El ejecutivo «está exagerado ante un número muy pequeño de entradas irregulares», dijo el diputado Franciszek Sterczewski de la Coalición Cívica, una plataforma de partidos de oposición en la que el ex presidente del Consejo Europeo, Donald Tusk, es mayoría. “El gobierno rechaza la ayuda de Frontex porque asegura que es lo suficientemente fuerte para defender la frontera, pero al mismo tiempo dicen que la crisis es tal que necesitan un instrumento como el estado de emergencia”, critica el político.

Acosada por problemas internos -en agosto se rompió la coalición gobernante y el gobierno perdió la mayoría en el Sejm- y problemas externos -esta semana la UE exigió sanciones millonarias por violación de la independencia judicial- la crisis en la frontera fue útil para el ejecutivo polaco. Su popularidad ha aumentado. Ante una situación amenazante, la gente apoya a los gobiernos ”, explica Duszczyk. «El despliegue de soldados y tanques rusos y bielorrusos cerca de la frontera para los ejercicios militares de Zapad 2021 facilita esta narrativa», dijo.

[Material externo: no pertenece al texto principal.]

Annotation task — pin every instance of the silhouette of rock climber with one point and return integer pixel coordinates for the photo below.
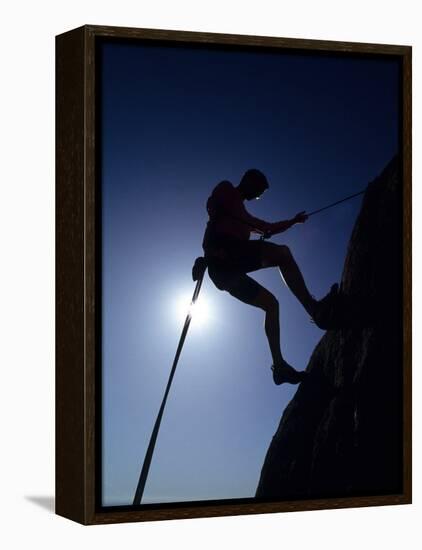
(230, 255)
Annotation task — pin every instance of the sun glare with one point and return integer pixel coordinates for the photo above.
(200, 311)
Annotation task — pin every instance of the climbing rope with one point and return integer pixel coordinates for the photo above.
(335, 203)
(198, 276)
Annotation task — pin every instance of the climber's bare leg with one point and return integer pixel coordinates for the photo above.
(269, 304)
(275, 255)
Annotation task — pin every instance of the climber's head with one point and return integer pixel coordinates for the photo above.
(253, 184)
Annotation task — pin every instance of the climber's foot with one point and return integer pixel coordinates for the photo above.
(283, 372)
(323, 312)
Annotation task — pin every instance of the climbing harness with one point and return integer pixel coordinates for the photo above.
(198, 272)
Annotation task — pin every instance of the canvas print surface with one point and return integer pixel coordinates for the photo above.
(289, 381)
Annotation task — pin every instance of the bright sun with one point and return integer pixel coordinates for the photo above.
(200, 311)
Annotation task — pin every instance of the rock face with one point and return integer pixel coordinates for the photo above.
(341, 434)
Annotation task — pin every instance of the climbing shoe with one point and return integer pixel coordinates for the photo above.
(325, 316)
(283, 372)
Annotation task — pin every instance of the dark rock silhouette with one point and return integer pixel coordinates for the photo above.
(341, 434)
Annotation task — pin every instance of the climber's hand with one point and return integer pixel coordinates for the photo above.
(266, 235)
(301, 217)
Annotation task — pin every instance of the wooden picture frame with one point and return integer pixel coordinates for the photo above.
(78, 311)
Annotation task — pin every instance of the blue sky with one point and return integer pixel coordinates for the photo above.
(175, 122)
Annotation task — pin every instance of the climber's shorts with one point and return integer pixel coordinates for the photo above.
(228, 270)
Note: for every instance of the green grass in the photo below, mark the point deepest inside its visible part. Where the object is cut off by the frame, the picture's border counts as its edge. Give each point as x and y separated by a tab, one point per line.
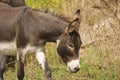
92	67
99	61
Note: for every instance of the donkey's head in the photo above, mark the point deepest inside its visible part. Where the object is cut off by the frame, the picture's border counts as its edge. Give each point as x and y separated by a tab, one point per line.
69	43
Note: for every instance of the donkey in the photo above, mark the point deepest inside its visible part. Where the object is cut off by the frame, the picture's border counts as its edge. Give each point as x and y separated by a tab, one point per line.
14	3
26	30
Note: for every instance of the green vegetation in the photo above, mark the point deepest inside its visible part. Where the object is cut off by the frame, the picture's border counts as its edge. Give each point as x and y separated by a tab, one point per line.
100	33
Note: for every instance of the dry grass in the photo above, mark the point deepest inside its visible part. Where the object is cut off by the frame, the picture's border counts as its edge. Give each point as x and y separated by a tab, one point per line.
100	33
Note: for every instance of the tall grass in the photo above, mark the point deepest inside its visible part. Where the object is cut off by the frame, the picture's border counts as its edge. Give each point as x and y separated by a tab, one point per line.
100	33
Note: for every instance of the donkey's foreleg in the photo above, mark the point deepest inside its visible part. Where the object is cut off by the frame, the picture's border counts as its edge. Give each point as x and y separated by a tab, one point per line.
3	60
20	67
42	61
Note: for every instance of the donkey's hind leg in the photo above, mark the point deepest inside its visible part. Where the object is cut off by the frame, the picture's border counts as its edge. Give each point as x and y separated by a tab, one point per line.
3	60
42	61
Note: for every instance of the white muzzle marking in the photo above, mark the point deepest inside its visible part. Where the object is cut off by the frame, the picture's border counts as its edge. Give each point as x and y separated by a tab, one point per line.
73	65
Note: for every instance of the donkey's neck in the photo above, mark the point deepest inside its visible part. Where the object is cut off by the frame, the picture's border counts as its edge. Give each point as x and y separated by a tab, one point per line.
50	28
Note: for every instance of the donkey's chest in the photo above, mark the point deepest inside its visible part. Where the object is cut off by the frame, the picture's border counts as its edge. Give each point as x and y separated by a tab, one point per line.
9	48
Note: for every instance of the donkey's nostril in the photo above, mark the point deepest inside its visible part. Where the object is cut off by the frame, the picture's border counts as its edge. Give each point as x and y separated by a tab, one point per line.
76	69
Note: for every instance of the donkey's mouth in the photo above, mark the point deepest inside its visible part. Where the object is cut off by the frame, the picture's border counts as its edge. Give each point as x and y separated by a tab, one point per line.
73	71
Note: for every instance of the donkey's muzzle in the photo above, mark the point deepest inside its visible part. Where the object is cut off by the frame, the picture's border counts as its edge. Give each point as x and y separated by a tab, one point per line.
73	66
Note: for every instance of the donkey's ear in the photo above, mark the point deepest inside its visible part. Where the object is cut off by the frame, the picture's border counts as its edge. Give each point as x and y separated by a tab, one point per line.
77	14
74	25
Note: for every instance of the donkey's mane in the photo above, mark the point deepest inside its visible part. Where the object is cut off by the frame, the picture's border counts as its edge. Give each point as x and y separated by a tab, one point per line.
60	16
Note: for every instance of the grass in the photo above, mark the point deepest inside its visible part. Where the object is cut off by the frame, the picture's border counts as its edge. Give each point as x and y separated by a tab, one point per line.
93	67
99	61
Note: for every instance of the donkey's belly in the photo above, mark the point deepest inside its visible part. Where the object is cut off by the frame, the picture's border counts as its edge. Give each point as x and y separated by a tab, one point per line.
8	48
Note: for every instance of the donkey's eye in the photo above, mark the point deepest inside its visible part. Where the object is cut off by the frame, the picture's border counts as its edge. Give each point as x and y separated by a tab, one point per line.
70	45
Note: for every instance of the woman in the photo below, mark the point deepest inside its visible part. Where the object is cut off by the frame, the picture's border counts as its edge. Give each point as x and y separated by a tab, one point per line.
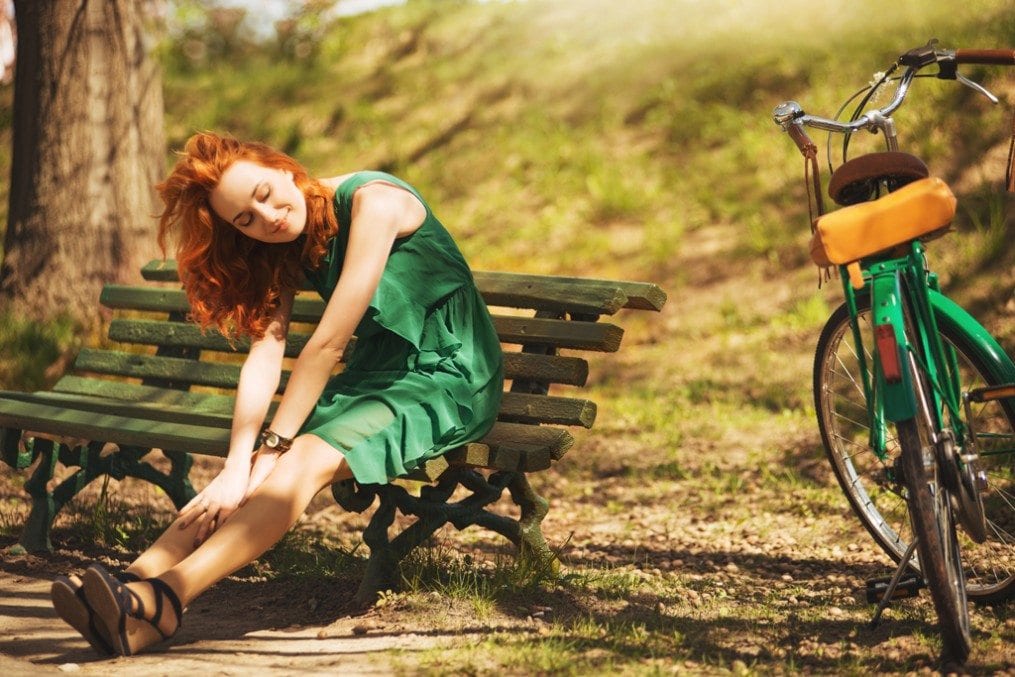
425	376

Pero en un conflicto híbrido se utilizan todo tipo de tácticas no militares, como la propaganda. Esta batalla, cree el politólogo, la gana Lukashenko. El caso de 32 afganos acampados bajo la lluvia en una tierra de nadie entre Polonia y Bielorrusia, a la que el gobierno polaco no permite ingresar para solicitar asilo, fue ampliamente divulgado por la prensa occidental, pero también por los medios del régimen de Minsk. Durante dos semanas, activistas, organizaciones humanitarias polacas e internacionales, como la agencia de las Naciones Unidas para los refugiados (ACNUR), y algunos diputados como Sterczewski, pidieron sin éxito acceso a ayuda humanitaria y legal. Lukashenko «muestra este trato en los medios», según Duszczyk, con el mensaje: «Si quieres solicitar asilo en Polonia, mira cómo tratan a los refugiados».

La resistencia

Tras la declaración del estado de emergencia, activistas, ONG y la prensa abandonaron la línea del frente. Sin embargo, una pequeña resistencia se quedó atrás en Teremiski, una aldea a pocos kilómetros de la frontera, dotada de móviles en los que se comunican a través de aplicaciones seguras como Signal y autos con los que exploran el bosque y los límites del área restringida.

Desde su asiento en una casa de madera donde una organización ambiental los invitó a establecerse, Alejksandra Chrzanowska, de 41 años, y un puñado de trabajadores y voluntarios de 10 organizaciones, tienen dos líneas de acción. Ellos educan a los residentes de la zona de puerta en puerta sobre cómo ayudar si se encuentran migrantes en su tierra. Y cuando reciben avisos de grupos perdidos en el bosque, fuera de la franja de tres kilómetros, intentan llegar antes que los guardias para brindarles asistencia legal. En algunos casos, pudieron trasladarlos a los centros de recepción, pero en otros, solo pudieron documentar las devoluciones en caliente.

Los ojos de Chrzanowska, tres cuartos de azul y un cuarto de marrón, y su cola de caballo rubia medio deshecha están gastados esta semana. El asesor de integración de la asociación de la SIP carga con la carga de saber que un grupo de nueve congoleños y un eritreo que han pisado suelo polaco se encuentran en algún lugar del bosque, escuchando el rugido de los ciervos en las noches heladas. La última vez que supo de ellos, estaban pidiendo ayuda a gritos, empujados por soldados bielorrusos y polacos a la tierra de nadie.